The current incarnation of MC is called the Integrated Clinical Network (ICN) model, examples of which would be Kaiser, or the VA. In an ICN, when you are in the network, that's where you stay. Need a referral to neurosurgery? Off you go to the Redwood City Kaiser, where all their neurosurgery gets done. Need a neuro MRI? Off to Richmond, or wherever. It's all in-network. In theory, such specialization is good, more efficient, expert. But, if you are a clinician in a network, you don't have overt competition. The plan's members are a captive audience. You have to do well, maybe, but you really don't have to be the best. Each individual unit is shielded by the collective – the patient might choose Kaiser knowing there are some substandard units she hopes she won't need.

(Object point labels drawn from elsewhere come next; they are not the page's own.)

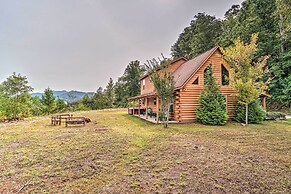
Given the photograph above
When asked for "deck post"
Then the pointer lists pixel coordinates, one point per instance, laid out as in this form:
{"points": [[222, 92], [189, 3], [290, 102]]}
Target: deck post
{"points": [[264, 103], [139, 107], [146, 99], [157, 109]]}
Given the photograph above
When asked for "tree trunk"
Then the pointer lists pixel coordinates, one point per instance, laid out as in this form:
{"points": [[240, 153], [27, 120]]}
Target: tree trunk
{"points": [[168, 113], [246, 114], [281, 33]]}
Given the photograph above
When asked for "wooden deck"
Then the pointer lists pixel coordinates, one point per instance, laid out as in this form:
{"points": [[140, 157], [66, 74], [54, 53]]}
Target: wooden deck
{"points": [[151, 119]]}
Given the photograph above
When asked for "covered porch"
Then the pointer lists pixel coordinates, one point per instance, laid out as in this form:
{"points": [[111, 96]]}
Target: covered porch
{"points": [[145, 106]]}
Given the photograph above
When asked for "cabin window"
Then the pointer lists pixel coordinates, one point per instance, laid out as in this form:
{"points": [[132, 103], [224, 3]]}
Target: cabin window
{"points": [[172, 105], [224, 76], [196, 82], [207, 72], [143, 84]]}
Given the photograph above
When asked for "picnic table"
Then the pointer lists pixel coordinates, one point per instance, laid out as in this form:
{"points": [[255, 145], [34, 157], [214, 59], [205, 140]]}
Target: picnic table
{"points": [[75, 121], [57, 119]]}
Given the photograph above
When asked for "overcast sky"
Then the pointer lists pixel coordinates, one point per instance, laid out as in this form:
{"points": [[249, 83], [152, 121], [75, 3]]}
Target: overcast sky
{"points": [[80, 44]]}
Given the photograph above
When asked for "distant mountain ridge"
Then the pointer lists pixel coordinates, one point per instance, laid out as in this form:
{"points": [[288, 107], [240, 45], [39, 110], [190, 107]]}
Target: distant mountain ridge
{"points": [[69, 96]]}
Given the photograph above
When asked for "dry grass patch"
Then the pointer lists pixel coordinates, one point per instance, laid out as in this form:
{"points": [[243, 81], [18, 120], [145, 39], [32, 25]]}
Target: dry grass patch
{"points": [[118, 153]]}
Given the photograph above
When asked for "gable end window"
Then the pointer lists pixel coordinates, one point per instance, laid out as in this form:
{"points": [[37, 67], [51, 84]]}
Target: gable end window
{"points": [[196, 82], [207, 72], [224, 76]]}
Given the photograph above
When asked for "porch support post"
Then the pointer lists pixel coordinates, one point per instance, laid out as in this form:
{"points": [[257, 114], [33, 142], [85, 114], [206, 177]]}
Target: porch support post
{"points": [[146, 101], [157, 109], [139, 107], [264, 103]]}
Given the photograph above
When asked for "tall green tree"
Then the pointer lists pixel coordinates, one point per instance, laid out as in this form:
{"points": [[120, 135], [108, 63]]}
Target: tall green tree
{"points": [[48, 101], [109, 93], [17, 89], [200, 36], [246, 75], [164, 84], [128, 84], [99, 99], [212, 109]]}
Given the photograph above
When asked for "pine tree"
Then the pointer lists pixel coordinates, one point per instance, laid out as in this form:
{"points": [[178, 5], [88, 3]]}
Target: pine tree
{"points": [[48, 100]]}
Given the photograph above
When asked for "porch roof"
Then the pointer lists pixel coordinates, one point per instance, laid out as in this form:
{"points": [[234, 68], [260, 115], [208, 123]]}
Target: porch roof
{"points": [[143, 95]]}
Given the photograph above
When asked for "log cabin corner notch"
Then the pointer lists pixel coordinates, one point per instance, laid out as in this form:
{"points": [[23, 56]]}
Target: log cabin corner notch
{"points": [[189, 83]]}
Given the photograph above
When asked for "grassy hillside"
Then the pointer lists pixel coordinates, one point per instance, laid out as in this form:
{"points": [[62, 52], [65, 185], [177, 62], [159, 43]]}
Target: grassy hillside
{"points": [[118, 153]]}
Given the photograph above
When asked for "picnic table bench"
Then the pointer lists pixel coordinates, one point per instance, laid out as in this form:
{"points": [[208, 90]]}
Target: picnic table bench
{"points": [[57, 119], [75, 121]]}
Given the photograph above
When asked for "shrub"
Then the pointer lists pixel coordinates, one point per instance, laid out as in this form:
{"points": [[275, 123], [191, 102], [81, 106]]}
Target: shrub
{"points": [[212, 109], [256, 112], [275, 116]]}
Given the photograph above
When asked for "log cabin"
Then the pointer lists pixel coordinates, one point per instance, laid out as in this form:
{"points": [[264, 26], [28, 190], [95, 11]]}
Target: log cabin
{"points": [[189, 83]]}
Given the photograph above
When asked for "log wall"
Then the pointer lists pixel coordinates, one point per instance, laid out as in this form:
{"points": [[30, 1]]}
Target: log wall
{"points": [[186, 99]]}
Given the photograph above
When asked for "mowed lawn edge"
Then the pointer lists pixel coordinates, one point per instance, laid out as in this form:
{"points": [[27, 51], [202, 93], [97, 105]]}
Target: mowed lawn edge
{"points": [[117, 153]]}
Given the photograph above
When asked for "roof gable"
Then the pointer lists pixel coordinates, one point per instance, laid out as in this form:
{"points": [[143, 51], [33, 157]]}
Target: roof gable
{"points": [[189, 68], [172, 62]]}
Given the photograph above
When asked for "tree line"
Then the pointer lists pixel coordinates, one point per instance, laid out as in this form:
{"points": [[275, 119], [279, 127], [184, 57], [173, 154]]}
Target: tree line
{"points": [[16, 101], [269, 18]]}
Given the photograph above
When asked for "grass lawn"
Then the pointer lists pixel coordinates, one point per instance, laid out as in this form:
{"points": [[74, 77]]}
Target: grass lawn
{"points": [[118, 153]]}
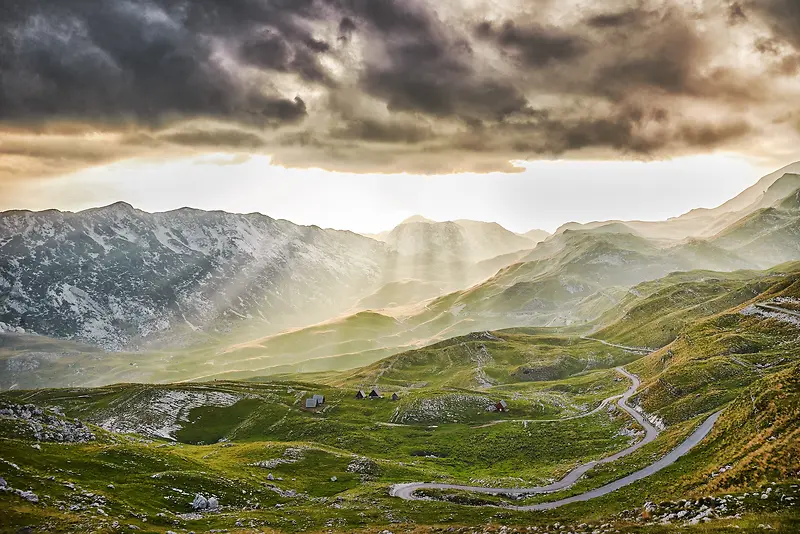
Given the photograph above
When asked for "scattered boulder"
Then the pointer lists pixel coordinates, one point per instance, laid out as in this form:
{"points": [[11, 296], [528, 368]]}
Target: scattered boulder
{"points": [[28, 496], [199, 502], [47, 425]]}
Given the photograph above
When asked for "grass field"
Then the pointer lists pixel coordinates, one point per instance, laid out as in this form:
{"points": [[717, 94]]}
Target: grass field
{"points": [[275, 465]]}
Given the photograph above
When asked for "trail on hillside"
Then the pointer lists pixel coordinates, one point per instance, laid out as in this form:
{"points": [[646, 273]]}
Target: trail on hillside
{"points": [[407, 491]]}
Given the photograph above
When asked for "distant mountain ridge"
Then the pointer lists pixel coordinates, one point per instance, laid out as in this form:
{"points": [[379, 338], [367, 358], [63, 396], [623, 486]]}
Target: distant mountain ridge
{"points": [[116, 276], [123, 279]]}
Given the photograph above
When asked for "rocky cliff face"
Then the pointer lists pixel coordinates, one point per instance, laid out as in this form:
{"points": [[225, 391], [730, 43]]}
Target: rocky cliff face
{"points": [[120, 278]]}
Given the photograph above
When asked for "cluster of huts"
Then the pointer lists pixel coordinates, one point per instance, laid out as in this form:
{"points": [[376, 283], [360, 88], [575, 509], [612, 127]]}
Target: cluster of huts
{"points": [[374, 394], [317, 400]]}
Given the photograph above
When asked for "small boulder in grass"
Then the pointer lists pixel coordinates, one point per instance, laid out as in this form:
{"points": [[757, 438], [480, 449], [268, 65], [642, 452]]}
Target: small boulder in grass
{"points": [[199, 502]]}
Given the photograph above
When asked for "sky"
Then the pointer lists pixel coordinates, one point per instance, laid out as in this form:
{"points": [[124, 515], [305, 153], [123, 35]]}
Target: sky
{"points": [[381, 109], [544, 195]]}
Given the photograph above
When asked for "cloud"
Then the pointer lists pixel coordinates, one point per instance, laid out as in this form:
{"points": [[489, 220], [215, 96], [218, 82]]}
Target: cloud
{"points": [[392, 85]]}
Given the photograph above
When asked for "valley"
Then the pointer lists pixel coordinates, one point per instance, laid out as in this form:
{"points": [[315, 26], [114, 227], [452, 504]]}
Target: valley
{"points": [[270, 463]]}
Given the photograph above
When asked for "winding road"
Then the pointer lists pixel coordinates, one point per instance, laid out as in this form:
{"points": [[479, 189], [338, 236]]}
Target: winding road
{"points": [[408, 491]]}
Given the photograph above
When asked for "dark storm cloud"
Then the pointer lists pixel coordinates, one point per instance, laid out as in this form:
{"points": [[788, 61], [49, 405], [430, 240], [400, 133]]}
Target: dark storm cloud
{"points": [[535, 45], [141, 61], [380, 85]]}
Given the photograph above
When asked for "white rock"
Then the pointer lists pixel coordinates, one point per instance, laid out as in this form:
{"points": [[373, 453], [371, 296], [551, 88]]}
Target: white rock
{"points": [[199, 502]]}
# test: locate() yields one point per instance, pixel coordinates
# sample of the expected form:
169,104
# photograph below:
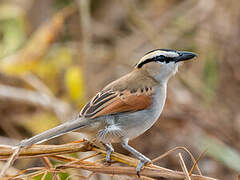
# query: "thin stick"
178,148
10,162
195,164
184,168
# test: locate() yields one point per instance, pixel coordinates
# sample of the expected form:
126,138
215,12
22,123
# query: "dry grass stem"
184,168
53,151
180,148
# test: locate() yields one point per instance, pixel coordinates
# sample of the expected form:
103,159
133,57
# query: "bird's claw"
141,164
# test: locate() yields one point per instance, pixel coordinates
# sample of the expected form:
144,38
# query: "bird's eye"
159,58
167,61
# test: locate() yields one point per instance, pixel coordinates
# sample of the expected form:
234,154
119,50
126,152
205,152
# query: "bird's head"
163,63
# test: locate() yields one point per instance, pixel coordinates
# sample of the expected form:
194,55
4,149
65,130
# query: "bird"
125,108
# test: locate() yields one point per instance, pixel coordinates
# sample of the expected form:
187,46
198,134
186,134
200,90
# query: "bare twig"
53,151
179,148
195,163
184,168
10,162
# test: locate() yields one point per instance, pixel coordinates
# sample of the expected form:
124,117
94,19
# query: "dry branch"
53,151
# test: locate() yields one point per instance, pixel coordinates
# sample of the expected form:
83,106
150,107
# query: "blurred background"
56,54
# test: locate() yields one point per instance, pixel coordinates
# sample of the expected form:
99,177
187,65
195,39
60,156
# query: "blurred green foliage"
12,29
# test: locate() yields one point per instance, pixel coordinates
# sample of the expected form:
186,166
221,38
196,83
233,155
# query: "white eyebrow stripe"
159,53
165,53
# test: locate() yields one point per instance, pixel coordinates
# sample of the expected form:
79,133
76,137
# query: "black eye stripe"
159,58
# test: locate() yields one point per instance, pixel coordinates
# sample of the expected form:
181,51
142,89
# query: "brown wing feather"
112,102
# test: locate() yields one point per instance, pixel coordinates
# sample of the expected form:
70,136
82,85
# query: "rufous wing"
112,102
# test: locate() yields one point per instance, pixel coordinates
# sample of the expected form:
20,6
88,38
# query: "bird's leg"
109,150
143,159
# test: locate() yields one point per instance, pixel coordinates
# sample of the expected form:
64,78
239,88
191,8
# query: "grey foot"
141,164
109,150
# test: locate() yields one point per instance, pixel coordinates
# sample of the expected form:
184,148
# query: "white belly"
131,125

But now, with computers, another patient-centered model is possible. This is called the Centers of Excellence (COE) model. In a COE, you come to me, your primary care doctor. You need a referral. My job as your doctor is to get you to the very best place possible, and I have not just my in-network choice, but a full choice of the whole Bay Area, or even beyond. Several centers are competing for my business, and that's good for the patient. If they start to screw up one way or another, they will lose my business.

This is the real significance of interoperability of EMRs. The Mother Jones article cited above by Stu, written by an author with complex medical problems, points this out in great detail. To deliver the best care most efficiently, the primary care doctor and the referral unit need to have the same medical record in front of them. If the EMRs are interoperable, problem solved, COE feasible. If not, we have the same old difficulties of coordination, cooperation and efficiency.

If the EMR is not interoperable, referral within the system is easy, but referral to a possibly superior or more convenient center for x or y specialty is hard. But if patients might suffer, the same is not true of the ICN institutions at all. Although our economic system is based on competition, the role of individual corporations is to try to escape that discipline as much as possible, by combining with others to form oligopolies, or by fencing customers in to your network (as Apple does, for instance). So Epic won't cooperate with other systems – they sure don't want a small computer company that is great for a primary care doc networking into their system – God forbid! And for the integrated networks like Kaiser as well, interoperability is a threat rather than an opportunity.

The consequences of the Feds' decision not to require interoperability when they allocated $30 billion for EMRs are clear, then? This decision skewed the fight in favor if the ICN model, when the COE model has much to recommend it from the patient's point of view.

Maybe this situation is an example of LUC – the Law of Unintended Consequences. But “unintended” doesn't mean “unforeseeable.” The Feds, and if not them then their advisers, should have foreseen this consequence. Is this an example of inside dealing? Is this an example of selling out to corporate interests? Were the Feds convinced by others that “it would be too difficult” for them to insist on interoperability, and they settled for something less so they could “get the money out there?”

I don't know how it came about. They say when you need to choose between ignorance and malice, choose ignorance. Maybe. But at this time in our history, there is a very strong trend of increasing concentration within every industry, of corporate domination of government, of weaker and weaker government ability, and more and more violation of individual rights and welfare.

Sometimes it makes me mad, and sometimes it makes me sad. But either way, it sucks.